Myopathy – Muscle weakness (not due to pain), with or without an elevation in CK level.

Myositis – Muscle inflammation.

Myonecrosis – Elevation in muscle enzymes compared with either baseline CK levels (while not on statin therapy) or the upper limit of normal that has been adjusted for age, race, and sex:

Mild – Three- to 10-fold elevation in CK

Moderate – 10- to 50-fold elevation in CK

Severe – 50-fold or greater elevation in CK

Clinical rhabdomyolysis – Defined by the Task Force as myonecrosis with myoglobinuria or acute renal failure (an increase in serum creatinine of at least 0.5 mg/dL [44 micromol/L]).

EPIDEMIOLOGY — Information about muscle injury and statins has come both from large clinical trials of statin therapy and from observational studies of statins in clinical use [20]. Often, research definitions require that the muscle symptoms be accompanied by elevations in creatine kinase, which excludes the more common definition of myalgia and myopathy used in other trials [4].

Using a strict definition, a 2014 meta-analysis of 42 randomized trials of statins found little or no excess risk of myalgias, creatine kinase (CK) elevations, rhabdomyolysis, or discontinuation of therapy versus placebo [21]. A small increase in muscle symptoms was found in a 2022 meta-analysis of 19 large trials, in which 27.1 percent of participants treated with a statin reported at least one episode of muscle pain or weakness during a median of 4.3 years, compared with 26.6 percent of participants treated with placebo (rate ratio 1.03, 95% CI 1.01-1.06) [22]. There was also a small increase in muscle pain or weakness among those treated with more intensive versus less intensive statin treatment (ie, 40 to 80 mg atorvastatin or 20 to 40 mg rosuvastatin daily).

Experience in clinical practice suggests that muscle side effects are relatively common, including side effects requiring discontinuation of statin therapy. The explanation for this difference is uncertain, but it may relate to selection criteria in randomized trials that limit the ability to generalize their results to the side effect profiles seen in a broader population of patients [23].

Consistent with this, a 2013 six-month randomized trial in 420 healthy adults designed to examine the effects of statin therapy on muscle function found a higher incidence of myalgia in patients treated with atorvastatin 80 mg/day than with placebo (9.3 versus 4.6 percent) [24].

Clinically significant myonecrosis, defined as a serum CK elevation more than 10 times normal in association with muscle symptoms, occurred in less than 0.5 percent of patients in large clinical trials [25-28]. A review of one year of records for 1014 patients taking statins in a primary care practice found that 0.9 percent of patients had CK elevations more than five times normal, and none of these appeared to be related to statin use [29]. Fourteen patients (2.1 percent) had elevations 2.5 to 5.0 times normal, and of these two appeared to be potentially related to statin use.

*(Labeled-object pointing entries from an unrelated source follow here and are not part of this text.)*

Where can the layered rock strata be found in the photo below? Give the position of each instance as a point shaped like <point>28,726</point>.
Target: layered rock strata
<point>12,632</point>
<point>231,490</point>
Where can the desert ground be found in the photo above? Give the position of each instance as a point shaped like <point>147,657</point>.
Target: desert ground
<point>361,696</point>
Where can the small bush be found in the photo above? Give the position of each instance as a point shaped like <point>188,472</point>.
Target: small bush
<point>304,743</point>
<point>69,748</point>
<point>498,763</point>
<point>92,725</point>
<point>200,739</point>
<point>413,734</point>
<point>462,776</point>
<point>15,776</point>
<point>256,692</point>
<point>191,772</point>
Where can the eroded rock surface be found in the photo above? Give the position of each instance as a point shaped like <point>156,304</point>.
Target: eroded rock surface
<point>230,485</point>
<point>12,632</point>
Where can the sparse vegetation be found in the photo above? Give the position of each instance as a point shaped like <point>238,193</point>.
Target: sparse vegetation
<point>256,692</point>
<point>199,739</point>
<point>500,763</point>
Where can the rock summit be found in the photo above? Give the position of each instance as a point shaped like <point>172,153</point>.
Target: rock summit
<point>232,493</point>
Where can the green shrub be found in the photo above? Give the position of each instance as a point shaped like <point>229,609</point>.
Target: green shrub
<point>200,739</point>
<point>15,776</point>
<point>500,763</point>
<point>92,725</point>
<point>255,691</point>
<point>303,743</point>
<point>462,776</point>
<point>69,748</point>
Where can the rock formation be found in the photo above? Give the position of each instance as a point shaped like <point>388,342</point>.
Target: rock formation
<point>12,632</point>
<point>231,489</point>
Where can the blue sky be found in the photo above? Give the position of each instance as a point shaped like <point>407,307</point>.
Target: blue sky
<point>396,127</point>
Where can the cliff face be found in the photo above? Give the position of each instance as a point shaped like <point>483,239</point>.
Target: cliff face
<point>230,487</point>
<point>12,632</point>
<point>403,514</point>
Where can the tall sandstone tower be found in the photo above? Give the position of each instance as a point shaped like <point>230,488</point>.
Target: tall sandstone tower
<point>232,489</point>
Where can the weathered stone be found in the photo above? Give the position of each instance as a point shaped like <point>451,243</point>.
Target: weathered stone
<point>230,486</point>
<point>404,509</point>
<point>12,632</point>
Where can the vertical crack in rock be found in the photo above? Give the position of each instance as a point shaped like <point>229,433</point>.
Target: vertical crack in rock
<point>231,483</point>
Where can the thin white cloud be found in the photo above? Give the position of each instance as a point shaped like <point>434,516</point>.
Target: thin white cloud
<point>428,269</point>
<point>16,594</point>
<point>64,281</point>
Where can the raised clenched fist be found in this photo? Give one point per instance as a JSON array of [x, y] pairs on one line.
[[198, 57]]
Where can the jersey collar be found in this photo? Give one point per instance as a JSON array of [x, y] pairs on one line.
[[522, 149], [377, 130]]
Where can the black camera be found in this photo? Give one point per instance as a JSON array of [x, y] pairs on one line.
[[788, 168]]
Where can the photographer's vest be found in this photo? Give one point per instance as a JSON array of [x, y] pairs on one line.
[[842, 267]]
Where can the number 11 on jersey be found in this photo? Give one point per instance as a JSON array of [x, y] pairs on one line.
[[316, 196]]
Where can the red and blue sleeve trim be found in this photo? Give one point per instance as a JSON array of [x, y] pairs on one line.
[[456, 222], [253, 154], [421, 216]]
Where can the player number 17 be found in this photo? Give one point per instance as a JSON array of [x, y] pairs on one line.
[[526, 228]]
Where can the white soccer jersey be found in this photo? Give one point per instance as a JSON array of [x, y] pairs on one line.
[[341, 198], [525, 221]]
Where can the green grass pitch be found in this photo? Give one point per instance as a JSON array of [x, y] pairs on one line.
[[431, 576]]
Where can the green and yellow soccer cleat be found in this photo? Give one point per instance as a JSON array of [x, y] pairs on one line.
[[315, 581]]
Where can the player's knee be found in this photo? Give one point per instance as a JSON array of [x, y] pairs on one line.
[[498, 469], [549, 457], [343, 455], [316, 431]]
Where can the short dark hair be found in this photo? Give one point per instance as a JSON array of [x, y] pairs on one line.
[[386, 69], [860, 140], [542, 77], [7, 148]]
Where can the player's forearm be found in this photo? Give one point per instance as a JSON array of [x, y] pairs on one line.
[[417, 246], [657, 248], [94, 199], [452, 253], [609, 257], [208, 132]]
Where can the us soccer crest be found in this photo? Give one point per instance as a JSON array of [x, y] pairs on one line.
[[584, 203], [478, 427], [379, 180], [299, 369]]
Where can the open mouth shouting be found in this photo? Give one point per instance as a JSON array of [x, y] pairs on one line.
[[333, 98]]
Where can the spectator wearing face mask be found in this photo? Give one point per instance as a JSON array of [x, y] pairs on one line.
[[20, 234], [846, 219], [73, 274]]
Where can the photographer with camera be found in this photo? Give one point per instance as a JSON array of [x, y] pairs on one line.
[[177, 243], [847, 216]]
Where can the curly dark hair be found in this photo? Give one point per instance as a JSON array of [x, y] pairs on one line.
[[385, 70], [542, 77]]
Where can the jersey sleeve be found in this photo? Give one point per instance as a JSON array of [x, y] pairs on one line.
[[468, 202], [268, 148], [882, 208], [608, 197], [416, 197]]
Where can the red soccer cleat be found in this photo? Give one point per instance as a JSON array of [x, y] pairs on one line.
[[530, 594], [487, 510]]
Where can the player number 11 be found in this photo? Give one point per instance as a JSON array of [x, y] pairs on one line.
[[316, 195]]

In large clinical trials, massive rhabdomyolysis with acute renal failure was not seen in patients who did not have other risk factors. Rhabdomyolysis has primarily been seen when a statin is given concurrently with cyclosporine, gemfibrozil, or protease inhibitors [30-32] (see 'Concurrent drug therapy' below). In addition, there have been case reports of rhabdomyolysis in patients taking statins in combination with niacin, macrolide antibiotics, digoxin, antifungal medications, and warfarin [33,34].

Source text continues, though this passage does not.